Acknowledgments came in quick succession.
The party exploded into motion.
Mirko led the charge, the Frost Golem’s heavy footsteps shaking the frozen corridor as it kept pace beside the rabbit guardian. Frost swirled beneath their feet, the ancient hall echoing with the thunder of their advance.
The nearest Frozen Sentinel stirred.
A towering king descended from his pedestal, an elaborate crown of ice resting upon his brow. A jagged spear condensed in his grasp, its crystalline edge radiating lethal cold. The instant his feet touched the ground, he lunged.
Mirko met him head-on.
[Impenetrable Fortress]
A translucent barrier materialized with a resonant hum, intercepting the thrust. The spear slammed into the shield with explosive force, cracks racing across the surrounding floor as frost erupted outward.
The barrier didn’t budge and that single moment of resistance was all the Frost Golem needed as Its massive fist crashed into the Sentinel’s torso like a falling glacier.
The frozen king’s chest caved inward. Cracks spiderwebbed across his body before the entire construct burst apart into thousands of glittering ice fragments that scattered across the corridor.

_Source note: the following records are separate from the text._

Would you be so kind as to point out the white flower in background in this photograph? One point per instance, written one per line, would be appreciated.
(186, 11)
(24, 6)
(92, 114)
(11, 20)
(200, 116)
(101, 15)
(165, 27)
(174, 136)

One down. The destruction of the first guardian triggered the rest, Blue light flared throughout the hall as dormant mana awakened in sequence.
Stone groaned. Ice fractured. One after another, the ancient rulers stepped from their pedestals.
A regal queen descended first, her crystalline crown gleaming beneath the pale light as she raised a staff sculpted from flawless frost.
Beside her emerged a broad-shouldered warrior clad in thick ice-forged armor, a greatsword of pale blue mana materializing in his hands.
Further ahead, a robed mage drifted silently to the floor. Arctic mana crackled around its skeletal fingers, weaving icy sigils that filled the air with biting cold.
Then more followed: knights carrying tower shields. Dual-blade duelists. Royal guards armed with halberds.
Each construct awakened in absolute silence, their hollow eyes burning with the same ghostly blue glow as they turned toward the intruders.
There were no battle cries. No commands. Only the grinding of ancient ice and the chilling certainty of twelve guardians fulfilling a duty they had guarded for centuries.
Dillon’s katana flashed. [Quick Draw] severed the mage’s arms before it could cast. Kuro materialized behind the queen, [Assassinate] driving into the back of its frozen neck. The queen crumpled. Garrett’s Volcan erupted against the warrior’s greatsword—the thermal pulse shattering both blade and bearer.
Nathan’s [Mana Arrows] picked off the stragglers. Each shot found a frozen skull or an icy core. The Sentinels were slow—their strength was in numbers and resilience, not speed—and the party exploited that ruthlessly.
The hall was cleared in minutes. The frozen kings lay shattered on the ice floor, their hollow eyes dark.
But the statues that hadn’t animated—the ones with no mana signatures, the ones that were just ice and old magic—still watched. Their eyes were dark now, lifeless. But Nathan could feel them.